The microbiome first came to light in the mid-1600s, when the Dutch lens-grinder Antonie van Leeuwenhoek scraped the scum off his teeth, placed it under a microscope and discovered that it contained swimming creatures. Later generations of microbiologists continued to study microbes from our bodies, but they could only study the ones that could survive in a laboratory. For many species, this exile meant death.
In recent years, scientists have started to survey the microbiome in a new way: by gathering DNA. They scrape the skin or take a cheek swab and pull out the genetic material. Getting the DNA is fairly easy.
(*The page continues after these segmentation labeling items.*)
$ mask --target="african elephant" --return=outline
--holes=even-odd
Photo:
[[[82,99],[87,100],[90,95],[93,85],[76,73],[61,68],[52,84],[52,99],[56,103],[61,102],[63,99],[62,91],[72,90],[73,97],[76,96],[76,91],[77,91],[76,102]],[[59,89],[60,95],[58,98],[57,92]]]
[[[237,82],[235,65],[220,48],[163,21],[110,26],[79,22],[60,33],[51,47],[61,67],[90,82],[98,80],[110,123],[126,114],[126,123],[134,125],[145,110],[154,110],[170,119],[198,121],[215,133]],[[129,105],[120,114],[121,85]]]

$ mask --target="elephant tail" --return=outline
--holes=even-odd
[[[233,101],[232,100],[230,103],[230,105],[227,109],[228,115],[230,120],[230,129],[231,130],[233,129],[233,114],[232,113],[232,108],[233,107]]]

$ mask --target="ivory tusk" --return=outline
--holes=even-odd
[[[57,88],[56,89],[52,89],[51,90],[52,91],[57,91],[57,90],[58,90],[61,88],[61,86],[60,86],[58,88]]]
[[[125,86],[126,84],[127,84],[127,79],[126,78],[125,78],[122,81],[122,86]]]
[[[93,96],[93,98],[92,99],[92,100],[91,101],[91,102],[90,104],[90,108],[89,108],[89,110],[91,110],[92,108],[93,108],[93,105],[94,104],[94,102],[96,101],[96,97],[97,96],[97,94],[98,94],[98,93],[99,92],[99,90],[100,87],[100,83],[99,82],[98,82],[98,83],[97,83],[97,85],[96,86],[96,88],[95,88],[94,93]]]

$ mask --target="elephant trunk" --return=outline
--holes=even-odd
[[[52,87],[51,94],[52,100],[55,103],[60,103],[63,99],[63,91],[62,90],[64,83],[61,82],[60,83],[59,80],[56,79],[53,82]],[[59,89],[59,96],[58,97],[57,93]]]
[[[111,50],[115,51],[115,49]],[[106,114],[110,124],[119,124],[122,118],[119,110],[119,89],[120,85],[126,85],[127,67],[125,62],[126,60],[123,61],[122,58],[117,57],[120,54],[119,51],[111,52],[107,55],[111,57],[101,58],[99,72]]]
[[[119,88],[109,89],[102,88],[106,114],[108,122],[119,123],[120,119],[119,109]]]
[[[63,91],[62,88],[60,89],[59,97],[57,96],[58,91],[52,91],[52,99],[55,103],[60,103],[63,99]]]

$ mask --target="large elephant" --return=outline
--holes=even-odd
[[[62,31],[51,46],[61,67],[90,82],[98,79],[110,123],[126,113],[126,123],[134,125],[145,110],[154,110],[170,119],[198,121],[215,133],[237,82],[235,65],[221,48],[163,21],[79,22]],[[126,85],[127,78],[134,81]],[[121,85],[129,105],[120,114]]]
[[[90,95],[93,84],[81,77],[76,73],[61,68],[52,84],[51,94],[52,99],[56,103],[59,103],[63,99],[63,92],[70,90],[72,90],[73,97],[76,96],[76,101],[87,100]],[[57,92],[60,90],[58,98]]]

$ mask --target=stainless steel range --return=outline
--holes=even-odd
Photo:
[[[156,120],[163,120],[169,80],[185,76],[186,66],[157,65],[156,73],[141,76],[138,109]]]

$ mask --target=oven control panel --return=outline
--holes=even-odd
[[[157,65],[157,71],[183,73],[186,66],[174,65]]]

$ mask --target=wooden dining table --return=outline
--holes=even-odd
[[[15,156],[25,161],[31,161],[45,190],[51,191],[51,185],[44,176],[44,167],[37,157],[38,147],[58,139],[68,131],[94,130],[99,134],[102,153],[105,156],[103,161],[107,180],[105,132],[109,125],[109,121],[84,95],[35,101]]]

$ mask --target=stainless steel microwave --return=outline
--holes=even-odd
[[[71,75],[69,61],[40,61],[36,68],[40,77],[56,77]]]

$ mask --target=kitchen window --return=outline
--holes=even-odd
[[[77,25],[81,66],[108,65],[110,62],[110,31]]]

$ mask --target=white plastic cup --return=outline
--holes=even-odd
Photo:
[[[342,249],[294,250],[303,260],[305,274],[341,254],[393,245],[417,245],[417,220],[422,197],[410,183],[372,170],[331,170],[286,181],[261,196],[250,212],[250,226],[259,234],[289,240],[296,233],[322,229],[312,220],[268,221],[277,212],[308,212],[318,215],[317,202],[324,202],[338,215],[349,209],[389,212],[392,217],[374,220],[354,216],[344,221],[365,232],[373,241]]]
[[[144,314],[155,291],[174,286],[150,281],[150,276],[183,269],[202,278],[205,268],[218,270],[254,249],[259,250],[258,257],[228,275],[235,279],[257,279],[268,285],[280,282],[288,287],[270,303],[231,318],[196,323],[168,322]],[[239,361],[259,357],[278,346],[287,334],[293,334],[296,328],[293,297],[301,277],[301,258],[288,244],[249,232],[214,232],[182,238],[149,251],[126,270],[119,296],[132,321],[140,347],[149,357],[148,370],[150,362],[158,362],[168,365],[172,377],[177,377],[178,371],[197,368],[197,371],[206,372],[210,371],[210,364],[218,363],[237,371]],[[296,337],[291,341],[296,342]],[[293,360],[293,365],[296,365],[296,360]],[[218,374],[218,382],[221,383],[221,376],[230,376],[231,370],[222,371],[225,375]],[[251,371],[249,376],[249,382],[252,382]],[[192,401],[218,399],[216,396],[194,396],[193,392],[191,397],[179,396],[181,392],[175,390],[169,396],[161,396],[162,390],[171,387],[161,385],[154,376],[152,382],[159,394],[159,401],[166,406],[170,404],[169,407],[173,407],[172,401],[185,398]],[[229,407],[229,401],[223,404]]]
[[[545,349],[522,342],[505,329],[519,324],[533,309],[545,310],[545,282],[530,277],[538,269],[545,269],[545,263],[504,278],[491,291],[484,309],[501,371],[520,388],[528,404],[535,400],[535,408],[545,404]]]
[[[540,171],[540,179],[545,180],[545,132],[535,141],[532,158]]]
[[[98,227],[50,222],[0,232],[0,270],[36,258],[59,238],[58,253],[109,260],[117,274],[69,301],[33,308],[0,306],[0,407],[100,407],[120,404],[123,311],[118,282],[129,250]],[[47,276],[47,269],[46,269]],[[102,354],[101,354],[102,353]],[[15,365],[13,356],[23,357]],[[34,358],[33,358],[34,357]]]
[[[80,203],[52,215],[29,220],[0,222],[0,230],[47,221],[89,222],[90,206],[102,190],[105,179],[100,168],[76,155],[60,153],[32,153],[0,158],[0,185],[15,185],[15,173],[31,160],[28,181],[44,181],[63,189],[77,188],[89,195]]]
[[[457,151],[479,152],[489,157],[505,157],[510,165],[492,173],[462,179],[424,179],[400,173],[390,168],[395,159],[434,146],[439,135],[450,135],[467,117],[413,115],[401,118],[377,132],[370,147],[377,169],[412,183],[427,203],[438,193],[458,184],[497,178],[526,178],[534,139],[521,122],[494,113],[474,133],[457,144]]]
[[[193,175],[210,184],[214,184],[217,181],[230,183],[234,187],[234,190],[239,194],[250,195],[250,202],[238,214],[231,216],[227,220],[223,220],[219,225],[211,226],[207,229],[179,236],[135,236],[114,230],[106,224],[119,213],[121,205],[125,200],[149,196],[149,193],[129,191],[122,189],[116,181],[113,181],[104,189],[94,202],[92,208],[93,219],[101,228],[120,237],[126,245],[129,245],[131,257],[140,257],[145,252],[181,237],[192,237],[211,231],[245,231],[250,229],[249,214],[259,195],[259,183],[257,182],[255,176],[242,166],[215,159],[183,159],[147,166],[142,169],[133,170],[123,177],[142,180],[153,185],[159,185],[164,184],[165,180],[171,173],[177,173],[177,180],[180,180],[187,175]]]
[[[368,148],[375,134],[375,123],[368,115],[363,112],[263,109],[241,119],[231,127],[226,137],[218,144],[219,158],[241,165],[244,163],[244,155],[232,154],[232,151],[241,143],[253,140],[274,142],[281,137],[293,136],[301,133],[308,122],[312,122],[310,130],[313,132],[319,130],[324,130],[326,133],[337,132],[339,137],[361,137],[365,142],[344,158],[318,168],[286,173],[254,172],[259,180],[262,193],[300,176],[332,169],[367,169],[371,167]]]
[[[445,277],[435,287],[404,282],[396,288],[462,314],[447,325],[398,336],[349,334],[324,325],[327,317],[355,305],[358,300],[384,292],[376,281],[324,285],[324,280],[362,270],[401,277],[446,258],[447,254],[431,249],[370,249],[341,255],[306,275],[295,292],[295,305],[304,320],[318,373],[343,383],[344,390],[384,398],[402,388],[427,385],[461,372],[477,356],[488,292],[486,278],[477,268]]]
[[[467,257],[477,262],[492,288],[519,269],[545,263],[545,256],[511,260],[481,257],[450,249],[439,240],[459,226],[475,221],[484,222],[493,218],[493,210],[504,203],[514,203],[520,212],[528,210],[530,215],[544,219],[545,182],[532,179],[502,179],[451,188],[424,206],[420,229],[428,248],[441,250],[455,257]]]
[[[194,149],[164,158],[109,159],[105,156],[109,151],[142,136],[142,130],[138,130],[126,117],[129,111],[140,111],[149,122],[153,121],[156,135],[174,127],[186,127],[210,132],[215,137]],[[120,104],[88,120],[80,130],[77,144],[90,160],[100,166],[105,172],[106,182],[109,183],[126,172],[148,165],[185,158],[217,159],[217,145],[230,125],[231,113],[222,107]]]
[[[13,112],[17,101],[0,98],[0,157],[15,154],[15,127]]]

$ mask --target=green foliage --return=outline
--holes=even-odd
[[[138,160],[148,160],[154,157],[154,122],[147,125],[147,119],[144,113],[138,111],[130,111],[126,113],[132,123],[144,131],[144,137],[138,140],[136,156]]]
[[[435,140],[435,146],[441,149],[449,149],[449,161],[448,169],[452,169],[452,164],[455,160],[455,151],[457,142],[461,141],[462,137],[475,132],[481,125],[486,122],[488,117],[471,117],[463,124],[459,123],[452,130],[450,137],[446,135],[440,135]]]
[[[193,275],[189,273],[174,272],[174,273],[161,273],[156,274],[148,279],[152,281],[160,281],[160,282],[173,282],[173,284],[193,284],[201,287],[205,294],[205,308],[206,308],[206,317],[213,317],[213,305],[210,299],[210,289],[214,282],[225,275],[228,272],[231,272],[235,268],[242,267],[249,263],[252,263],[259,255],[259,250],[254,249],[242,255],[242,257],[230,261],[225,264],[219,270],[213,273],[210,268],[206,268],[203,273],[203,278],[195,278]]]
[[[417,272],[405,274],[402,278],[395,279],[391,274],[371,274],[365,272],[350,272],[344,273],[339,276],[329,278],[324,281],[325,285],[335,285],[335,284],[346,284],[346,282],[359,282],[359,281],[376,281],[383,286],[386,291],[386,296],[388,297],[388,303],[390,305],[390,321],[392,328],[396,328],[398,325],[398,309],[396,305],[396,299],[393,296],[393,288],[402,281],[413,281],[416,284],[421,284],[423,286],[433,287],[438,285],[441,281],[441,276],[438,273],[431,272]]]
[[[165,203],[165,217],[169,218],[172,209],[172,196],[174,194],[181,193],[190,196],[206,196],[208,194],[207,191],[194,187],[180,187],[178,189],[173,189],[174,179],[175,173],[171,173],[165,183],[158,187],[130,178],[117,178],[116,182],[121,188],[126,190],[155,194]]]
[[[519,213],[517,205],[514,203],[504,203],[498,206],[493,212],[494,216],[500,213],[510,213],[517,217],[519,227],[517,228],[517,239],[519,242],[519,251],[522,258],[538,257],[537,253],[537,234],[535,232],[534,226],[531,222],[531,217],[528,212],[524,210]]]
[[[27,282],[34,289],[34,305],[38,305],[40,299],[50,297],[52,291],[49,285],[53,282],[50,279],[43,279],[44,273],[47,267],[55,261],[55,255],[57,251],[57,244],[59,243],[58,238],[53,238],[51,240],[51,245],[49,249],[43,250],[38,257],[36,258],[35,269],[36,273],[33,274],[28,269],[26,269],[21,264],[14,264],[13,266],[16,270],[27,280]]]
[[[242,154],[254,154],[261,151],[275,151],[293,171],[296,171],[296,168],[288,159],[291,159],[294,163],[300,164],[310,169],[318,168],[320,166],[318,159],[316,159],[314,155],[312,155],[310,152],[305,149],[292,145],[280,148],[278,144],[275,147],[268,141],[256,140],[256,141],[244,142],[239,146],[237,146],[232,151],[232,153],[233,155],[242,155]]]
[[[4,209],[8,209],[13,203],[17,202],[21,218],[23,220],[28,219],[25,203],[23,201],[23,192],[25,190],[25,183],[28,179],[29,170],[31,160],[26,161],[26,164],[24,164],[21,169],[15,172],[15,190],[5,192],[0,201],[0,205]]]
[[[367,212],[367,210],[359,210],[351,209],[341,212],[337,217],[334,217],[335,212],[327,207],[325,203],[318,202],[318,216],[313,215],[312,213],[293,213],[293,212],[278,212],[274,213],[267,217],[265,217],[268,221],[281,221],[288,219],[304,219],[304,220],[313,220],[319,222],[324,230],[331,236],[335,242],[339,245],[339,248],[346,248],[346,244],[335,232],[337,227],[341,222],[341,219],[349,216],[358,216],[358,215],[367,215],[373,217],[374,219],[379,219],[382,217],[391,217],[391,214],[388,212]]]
Sequencing and making sense of it is hard, however, because a single sample may yield millions of fragments of DNA from hundreds of different species.
A number of teams are working together to tackle this problem in a systematic way. Dr. Weinstock is part of the biggest of these initiatives, known as the Human Microbiome Project. The $150 million initiative was started in 2007 by the National Institutes of Health. The project team is gathering samples from 18 different sites on the bodies of 300 volunteers.
To make sense of the genes that they’re gathering, they are sequencing the entire genomes of some 900 species that have been cultivated in the lab. Before the project, scientists had only sequenced about 20 species in the microbiome. In May, the scientists published details on the first 178 genomes. They discovered 29,693 genes that are unlike any known genes. (The entire human genome contains only around 20,000 protein-coding genes.)
“This was quite surprising to us, because these are organisms that have been studied for a long time,” said Karen E. Nelson of the J. Craig Venter Institute in Rockville, Md.
The new surveys are helping scientists understand the many ecosystems our bodies offer microbes. In the mouth alone, Dr. Relman estimates, there are between 500 and 1,000 species. “It hasn’t reached a plateau yet: the more people you look at, the more species you get,” he said. The mouth in turn is divided up into smaller ecosystems, like the tongue, the gums, the teeth. Each tooth—and even each side of each tooth—has a different combination of species.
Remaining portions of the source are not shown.